Quite likely. Note this is a test program which rapidly creates and stops the array. You can see the test program here: https://github.com/libguestfs/libguestfs/blob/master/tests/md/test-mdadm.sh and you can see the actual commands that it executes by looking at the log file attached to this bug.
So in this case it looks as if the scenario is: - Add a four disk MD array to a booting guest. - Immediately run 'mdadm --stop /dev/mdXXX' as soon as the guest has booted. The mdadm command hangs, whereas before recent changes it did not hang.
I think I've found it.

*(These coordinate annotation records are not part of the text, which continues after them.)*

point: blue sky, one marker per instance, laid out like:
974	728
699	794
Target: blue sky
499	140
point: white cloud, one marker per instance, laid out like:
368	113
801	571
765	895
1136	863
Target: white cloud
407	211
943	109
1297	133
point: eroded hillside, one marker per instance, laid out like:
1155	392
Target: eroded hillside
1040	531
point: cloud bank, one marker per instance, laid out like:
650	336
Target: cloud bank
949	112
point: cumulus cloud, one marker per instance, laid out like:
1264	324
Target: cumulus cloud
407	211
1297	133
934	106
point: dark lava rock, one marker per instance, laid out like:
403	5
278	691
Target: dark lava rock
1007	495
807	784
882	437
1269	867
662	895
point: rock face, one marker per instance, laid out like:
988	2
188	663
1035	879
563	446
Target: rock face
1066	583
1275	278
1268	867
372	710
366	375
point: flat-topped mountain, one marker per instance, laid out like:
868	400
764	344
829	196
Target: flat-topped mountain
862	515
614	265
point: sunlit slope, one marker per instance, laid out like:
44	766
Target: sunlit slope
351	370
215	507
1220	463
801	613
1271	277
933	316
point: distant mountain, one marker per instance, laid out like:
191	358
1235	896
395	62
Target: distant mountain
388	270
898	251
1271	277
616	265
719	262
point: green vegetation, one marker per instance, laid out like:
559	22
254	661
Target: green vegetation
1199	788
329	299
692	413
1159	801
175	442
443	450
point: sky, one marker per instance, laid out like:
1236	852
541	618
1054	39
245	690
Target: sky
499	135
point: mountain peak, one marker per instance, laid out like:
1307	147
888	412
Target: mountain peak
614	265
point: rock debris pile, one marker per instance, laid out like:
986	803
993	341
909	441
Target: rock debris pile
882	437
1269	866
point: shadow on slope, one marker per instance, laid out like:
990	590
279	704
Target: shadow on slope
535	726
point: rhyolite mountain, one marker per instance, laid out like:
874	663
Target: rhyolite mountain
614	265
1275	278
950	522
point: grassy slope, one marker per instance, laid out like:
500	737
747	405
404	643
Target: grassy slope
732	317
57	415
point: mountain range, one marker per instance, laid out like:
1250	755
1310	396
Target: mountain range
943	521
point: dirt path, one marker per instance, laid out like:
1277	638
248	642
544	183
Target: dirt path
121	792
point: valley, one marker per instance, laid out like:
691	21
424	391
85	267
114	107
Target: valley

The bug was caused by the introduction of the MD_STILL_CLOSED flag. This should fix it. diff --git a/drivers/md/md.c b/drivers/md/md.c index b6b7a2866c9e..e60cebf3f519 100644 --- a/drivers/md/md.c +++ b/drivers/md/md.c @@ -7777,7 +7777,7 @@ void md_check_recovery(struct mddev *mddev) if (mddev->ro && !test_bit(MD_RECOVERY_NEEDED, &mddev->recovery)) return; if ( ! ( - (mddev->flags & ~ (1<<MD_CHANGE_PENDING)) || + (mddev->flags & MD_UPDATE_SB_FLAGS & ~ (1<<MD_CHANGE_PENDING)) || test_bit(MD_RECOVERY_NEEDED, &mddev->recovery) || test_bit(MD_RECOVERY_DONE, &mddev->recovery) || (mddev->external == 0 && mddev->safemode == 1) || I wonder why I couldn't reproduce it under qemu-kvm. I under understand what is happening correctly, the bug should cause the md123_raid1 thread to spin for a short while until the mdadm thread calls md_unregister_thread, at which point the md123_raid1 thread should just exit. Please confirm that this patch fixes your problem. Thanks
Yes, this patch fixes the test in the libguestfs test suite on my Fedora Rawhide machine. $ make -C tests/md check LIBGUESTFS_DEBUG=1 LIBGUESTFS_TRACE=1 TESTS=test-mdadm.sh make: Entering directory `/home/rjones/d/libguestfs/tests/md' make check-TESTS make[1]: Entering directory `/home/rjones/d/libguestfs/tests/md' 310 seconds: ./test-mdadm.sh PASS: test-mdadm.sh ============= 1 test passed ============= make[1]: Leaving directory `/home/rjones/d/libguestfs/tests/md' make: Leaving directory `/home/rjones/d/libguestfs/tests/md'
Thanks. I'll send the patch upstream. I would close this bug too, but is seems I cannot. I cannot even assign it to me.... ho hum.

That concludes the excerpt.